One of his highest ratings came after a taping when Regis Philbin abruptly announced that he was quitting the show. The one day delay worked to the show’s benefit that time. The news spread and much of America tuned in to hear Philbin announce — apparently stunning Joey — that the network had never wanted him in the first place and that he had endured too much criticism from them that he was dragging down the show. A few nights later, everyone watched again to hear Bishop announce that everything had been smoothed over, after which he welcomed Regis back to the show. The incident gave Joey two of the few nights he beat Carson but several TV critics suggested it was all an arranged stunt.
Finally though, ABC had to accept the reality of atrophying ratings. In late ’68, CBS announced that Merv Griffin would host an 11:30 talk show to commence the following March.
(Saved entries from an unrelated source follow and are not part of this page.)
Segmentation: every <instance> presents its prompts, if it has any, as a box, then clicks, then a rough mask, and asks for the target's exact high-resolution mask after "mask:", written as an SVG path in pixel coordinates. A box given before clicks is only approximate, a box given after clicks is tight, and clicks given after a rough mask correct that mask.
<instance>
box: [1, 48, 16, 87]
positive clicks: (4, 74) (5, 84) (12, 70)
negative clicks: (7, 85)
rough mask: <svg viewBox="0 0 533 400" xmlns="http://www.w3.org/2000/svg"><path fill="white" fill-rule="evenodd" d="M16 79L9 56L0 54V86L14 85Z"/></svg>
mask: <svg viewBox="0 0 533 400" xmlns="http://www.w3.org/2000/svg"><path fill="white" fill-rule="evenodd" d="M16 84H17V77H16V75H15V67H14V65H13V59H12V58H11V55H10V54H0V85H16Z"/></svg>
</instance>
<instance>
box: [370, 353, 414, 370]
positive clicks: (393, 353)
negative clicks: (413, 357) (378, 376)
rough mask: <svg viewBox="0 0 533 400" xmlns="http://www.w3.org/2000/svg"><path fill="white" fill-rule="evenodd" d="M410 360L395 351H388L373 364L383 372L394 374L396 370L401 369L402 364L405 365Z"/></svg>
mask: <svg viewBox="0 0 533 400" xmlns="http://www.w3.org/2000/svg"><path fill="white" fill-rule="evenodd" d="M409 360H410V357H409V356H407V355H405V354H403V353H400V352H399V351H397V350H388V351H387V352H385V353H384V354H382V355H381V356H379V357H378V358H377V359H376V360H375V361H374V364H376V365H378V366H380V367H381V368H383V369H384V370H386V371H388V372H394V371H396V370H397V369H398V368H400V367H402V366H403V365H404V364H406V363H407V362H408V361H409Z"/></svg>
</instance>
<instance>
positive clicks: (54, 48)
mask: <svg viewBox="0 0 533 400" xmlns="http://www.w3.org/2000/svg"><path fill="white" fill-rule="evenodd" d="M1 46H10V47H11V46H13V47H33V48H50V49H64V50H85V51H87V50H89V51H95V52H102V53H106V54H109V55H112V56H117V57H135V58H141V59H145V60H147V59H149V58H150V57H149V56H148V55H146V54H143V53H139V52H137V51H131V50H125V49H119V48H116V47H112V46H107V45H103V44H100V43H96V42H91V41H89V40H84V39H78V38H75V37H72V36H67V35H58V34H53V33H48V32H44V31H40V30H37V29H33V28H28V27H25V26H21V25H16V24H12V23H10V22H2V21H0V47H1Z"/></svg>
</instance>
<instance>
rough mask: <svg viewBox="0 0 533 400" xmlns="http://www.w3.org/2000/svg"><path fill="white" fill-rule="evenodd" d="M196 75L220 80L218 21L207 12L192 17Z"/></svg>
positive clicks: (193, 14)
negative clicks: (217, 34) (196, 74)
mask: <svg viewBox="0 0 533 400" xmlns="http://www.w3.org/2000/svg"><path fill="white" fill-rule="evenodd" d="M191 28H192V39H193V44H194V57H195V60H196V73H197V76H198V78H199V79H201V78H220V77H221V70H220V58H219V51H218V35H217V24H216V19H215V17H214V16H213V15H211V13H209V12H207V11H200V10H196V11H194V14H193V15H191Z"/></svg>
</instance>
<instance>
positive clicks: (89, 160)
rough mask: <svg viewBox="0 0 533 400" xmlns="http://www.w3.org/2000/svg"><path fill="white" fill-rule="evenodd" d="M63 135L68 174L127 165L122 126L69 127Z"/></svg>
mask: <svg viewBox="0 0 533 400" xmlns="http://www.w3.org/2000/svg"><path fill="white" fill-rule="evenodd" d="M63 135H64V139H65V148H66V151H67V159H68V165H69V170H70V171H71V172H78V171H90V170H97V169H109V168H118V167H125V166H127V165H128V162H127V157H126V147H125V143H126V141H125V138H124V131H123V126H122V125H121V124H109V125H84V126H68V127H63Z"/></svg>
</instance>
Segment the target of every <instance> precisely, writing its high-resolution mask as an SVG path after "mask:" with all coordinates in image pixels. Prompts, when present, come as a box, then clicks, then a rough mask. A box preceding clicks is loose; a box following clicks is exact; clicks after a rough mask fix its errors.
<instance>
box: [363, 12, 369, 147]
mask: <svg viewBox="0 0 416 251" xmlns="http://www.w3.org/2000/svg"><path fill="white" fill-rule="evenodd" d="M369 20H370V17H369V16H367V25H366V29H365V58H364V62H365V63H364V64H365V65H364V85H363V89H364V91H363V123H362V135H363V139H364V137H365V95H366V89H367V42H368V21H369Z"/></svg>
Recognizing that this would split the already-small audience of folks who didn’t choose to watch Johnny, ABC decided to see if Dick Cavett could succeed where Bishop hadn’t. Sure enough, when Merv went on, Joey’s numbers plunged. Bishop didn’t even host the final weeks of his program, leaving it to guest hosts until it was replaced by Cavett in May. Not long after, Carson enlisted Joey as his main guest host and Joey wound up sitting behind Johnny’s desk 177 times, which was the house record until 1983 when Joan Rivers was named “permanent guest host.” It was a great example of the old show business maxim” “If you can’t beat ’em, fill in for ’em.”